Et puis la clope, évidemment. La clope au bec, les nuages de fumée âcre qui se glissent entre la silhouette courbée du travailleur du verbe et son outil de travail (nécessairement une machine à écrire — caramba ! encore raté !).
J’en suis loin. Ce n’est pas cette petite tasse de café, là, à côté de mon clavier, qui va compenser.
Alors, oui, dans ces moments là, où la motivation se fait évanescente, où les mots semblent vides et la page s’obstine à rester blanche, j’ai bien quelques addictions auxquelles je recours volontiers : m’occuper de la maison, du linge, écouter de la musique à fond (pas n’importe quelle musique, certaines me donnent plus d’entrain que d’autres).
Et puis culpabiliser. Ça, je suis très fort. Aucun doute là dessus. Je suis champion. Sans doute pas champion olympique, mais je ne suis pas mauvais, vraiment. Je pourrais remporter quelques tournois de seconde zone. Sur un malentendu, je pourrais même me glisser dans un tableau du grand chelem.
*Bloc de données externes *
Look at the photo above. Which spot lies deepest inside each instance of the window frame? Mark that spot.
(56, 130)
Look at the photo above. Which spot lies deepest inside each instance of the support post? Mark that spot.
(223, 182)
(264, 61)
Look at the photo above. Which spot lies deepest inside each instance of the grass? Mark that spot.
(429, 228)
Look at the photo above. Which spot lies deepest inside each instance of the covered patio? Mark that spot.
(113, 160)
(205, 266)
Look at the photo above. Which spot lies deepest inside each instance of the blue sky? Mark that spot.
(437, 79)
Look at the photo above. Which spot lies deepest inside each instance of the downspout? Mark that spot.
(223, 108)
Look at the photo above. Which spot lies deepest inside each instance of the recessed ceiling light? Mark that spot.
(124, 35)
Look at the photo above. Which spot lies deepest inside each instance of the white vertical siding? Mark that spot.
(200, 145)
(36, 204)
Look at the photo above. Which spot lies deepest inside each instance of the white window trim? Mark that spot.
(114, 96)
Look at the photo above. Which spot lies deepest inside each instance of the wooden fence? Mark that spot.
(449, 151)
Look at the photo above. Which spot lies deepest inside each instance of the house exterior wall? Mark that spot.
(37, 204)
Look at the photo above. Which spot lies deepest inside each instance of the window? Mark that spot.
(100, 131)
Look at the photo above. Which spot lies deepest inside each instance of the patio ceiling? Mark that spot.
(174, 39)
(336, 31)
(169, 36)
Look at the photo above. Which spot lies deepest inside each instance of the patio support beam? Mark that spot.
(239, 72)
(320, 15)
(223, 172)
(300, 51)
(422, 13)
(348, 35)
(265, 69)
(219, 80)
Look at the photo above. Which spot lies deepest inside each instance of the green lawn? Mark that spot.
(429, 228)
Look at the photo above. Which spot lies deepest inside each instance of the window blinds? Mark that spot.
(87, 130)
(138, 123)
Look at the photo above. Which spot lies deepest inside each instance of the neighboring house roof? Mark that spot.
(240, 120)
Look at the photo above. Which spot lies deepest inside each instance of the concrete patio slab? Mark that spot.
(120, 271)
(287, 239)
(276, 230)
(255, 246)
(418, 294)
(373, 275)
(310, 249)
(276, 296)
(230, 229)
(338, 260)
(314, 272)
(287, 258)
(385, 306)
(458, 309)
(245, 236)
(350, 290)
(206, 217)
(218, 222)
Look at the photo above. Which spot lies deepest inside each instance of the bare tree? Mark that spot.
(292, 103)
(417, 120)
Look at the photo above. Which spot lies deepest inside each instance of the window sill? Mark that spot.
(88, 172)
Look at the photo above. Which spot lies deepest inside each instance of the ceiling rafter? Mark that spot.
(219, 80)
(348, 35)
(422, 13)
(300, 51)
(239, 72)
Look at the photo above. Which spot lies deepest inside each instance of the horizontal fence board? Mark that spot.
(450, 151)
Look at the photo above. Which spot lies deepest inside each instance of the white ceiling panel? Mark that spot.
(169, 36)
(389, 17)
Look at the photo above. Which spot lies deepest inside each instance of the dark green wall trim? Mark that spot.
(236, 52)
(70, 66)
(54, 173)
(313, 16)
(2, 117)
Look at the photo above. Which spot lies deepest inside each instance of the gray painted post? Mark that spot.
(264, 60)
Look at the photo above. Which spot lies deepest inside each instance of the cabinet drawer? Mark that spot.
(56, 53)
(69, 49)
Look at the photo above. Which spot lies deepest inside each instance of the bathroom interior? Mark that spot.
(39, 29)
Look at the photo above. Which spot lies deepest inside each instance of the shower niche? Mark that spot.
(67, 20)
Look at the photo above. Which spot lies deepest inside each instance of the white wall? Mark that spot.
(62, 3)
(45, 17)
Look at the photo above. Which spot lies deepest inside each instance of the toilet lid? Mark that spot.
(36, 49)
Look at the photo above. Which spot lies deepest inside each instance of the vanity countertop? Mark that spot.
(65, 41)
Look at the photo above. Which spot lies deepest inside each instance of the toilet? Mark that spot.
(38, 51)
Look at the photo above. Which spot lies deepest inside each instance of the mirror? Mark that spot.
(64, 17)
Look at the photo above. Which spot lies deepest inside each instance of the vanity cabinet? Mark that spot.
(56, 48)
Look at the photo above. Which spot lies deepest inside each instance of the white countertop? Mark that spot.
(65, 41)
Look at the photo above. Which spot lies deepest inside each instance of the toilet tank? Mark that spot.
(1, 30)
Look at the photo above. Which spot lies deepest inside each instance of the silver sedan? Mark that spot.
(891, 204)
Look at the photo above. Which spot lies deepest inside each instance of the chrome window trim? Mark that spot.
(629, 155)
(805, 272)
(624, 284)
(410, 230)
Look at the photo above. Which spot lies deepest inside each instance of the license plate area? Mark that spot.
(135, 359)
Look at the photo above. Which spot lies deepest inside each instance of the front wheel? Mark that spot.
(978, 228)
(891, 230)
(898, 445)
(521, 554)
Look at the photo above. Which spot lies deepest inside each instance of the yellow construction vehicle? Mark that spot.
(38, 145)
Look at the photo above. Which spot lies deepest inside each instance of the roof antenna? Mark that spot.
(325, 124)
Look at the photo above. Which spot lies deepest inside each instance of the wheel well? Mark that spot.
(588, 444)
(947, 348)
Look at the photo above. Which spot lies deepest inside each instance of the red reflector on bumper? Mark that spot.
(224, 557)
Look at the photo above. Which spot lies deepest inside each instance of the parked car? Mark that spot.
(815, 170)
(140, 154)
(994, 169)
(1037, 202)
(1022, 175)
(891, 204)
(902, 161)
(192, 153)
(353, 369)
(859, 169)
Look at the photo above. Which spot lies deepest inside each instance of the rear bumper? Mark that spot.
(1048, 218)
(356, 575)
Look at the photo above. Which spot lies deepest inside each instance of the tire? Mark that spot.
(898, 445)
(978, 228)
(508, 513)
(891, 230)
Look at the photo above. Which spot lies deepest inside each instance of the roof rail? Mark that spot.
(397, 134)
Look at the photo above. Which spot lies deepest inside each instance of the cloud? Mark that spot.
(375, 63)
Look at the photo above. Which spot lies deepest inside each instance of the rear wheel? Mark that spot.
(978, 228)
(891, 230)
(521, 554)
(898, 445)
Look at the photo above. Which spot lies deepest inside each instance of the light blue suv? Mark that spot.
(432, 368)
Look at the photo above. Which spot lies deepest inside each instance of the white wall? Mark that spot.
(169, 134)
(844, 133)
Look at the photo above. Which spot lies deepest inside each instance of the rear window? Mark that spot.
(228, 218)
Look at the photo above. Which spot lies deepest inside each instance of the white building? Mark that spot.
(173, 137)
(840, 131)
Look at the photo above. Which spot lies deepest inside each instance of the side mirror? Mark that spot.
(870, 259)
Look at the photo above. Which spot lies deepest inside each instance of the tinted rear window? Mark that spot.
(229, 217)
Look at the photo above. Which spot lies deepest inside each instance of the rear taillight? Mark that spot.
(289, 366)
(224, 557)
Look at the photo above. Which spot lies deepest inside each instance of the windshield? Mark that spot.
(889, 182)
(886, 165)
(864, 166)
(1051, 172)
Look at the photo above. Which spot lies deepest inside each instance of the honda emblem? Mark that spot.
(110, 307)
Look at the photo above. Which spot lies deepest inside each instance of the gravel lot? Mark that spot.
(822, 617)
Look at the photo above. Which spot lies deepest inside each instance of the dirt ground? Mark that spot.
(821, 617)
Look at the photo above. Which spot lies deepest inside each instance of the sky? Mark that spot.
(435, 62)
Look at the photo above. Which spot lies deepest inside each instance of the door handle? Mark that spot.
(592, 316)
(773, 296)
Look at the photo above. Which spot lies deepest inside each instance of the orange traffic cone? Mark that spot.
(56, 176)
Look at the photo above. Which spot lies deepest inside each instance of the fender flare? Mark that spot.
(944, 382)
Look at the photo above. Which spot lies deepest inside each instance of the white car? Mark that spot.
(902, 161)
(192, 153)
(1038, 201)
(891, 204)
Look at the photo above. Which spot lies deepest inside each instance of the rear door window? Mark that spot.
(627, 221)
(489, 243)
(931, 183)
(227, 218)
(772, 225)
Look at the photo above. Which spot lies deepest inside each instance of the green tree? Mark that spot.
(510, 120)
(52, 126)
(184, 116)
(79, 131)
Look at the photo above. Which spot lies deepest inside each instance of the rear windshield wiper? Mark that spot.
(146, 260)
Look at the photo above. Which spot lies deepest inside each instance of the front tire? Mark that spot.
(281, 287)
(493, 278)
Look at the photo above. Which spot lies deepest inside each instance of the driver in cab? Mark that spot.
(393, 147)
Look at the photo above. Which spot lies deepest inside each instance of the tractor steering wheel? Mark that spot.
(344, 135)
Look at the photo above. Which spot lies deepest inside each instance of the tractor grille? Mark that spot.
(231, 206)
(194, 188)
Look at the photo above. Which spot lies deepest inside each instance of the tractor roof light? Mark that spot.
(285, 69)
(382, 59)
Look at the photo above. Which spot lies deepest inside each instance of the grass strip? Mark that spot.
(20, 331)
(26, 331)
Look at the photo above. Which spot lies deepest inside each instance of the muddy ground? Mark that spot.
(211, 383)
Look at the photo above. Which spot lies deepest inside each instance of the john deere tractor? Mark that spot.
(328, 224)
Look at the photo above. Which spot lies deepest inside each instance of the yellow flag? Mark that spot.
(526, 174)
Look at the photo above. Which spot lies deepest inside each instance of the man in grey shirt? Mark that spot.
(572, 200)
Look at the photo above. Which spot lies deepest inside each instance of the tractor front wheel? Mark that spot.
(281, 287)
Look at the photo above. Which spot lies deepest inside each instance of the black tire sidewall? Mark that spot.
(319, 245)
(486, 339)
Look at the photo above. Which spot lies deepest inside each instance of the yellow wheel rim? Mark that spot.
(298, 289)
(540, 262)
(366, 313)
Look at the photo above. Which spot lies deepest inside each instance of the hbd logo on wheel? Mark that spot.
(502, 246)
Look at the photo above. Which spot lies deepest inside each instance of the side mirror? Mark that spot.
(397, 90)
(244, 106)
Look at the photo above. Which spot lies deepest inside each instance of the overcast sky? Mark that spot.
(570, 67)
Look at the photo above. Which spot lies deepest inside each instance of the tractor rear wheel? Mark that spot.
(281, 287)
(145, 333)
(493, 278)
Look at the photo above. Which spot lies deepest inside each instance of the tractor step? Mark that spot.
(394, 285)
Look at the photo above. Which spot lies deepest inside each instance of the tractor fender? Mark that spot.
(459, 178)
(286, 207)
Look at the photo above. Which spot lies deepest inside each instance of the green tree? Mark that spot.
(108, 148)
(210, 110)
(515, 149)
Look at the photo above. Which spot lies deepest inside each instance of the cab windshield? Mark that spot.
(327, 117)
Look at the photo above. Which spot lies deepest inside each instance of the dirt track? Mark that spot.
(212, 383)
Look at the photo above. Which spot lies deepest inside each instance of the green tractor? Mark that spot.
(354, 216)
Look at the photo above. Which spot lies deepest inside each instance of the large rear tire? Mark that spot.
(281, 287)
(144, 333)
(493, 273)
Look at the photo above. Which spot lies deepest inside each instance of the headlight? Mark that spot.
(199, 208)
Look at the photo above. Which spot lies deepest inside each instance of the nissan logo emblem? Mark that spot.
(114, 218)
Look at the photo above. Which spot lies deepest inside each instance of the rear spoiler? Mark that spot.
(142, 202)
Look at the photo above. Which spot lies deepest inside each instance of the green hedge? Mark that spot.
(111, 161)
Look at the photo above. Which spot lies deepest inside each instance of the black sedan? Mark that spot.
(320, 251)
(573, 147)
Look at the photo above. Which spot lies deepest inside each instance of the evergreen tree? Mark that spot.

On procrastine, on relit, on écrit quelques mots que l’on efface aussitôt. Je n’aime pas ça. Je n’aime pas écrire et jeter. C’est très frustrant. Mais il faut bien relancer la machine. Et il n’y a qu’en écrivant que j’y parviens. En m’imposant, en me contraignant, en me forçant, en m’arrachant les lettres une à une.
Je me demande parfois si je ne devrais pas simplement faire cela : écrire, taper, et contempler le ballet de mes doigts sur le clavier. Me laisser fasciner, me laisser entraîner, me laisser bercer par cette polyrythmie rapide et désorganisée, cette musique sans queue ni tête, que suivent au temps près mes doigts bondissants. M’écouter écrire, somme toute, comme d’autre s’écoutent parler ou se regardent filmer. Sans souci de ce que j’écris véritablement. La preuve : je n’ai à présent plus aucun lecteur, plus aucun auditeur que moi-même. Je peux me déverser sans honte ni scrupule. Suivre cette musique enlevée.
Trouver la poétique, sans autre support.
Enfin bon, ça ne fonctionne pas. Je me demande si je ne devrais pas arrêter. Pour aujourd’hui tout au moins.
Tout ça pour dire que je ne suis pas un alcoolique, et que je m’en mords les doigts. Ce serait certainement une solution très pratique (bien que délétère) à ce blocage estival.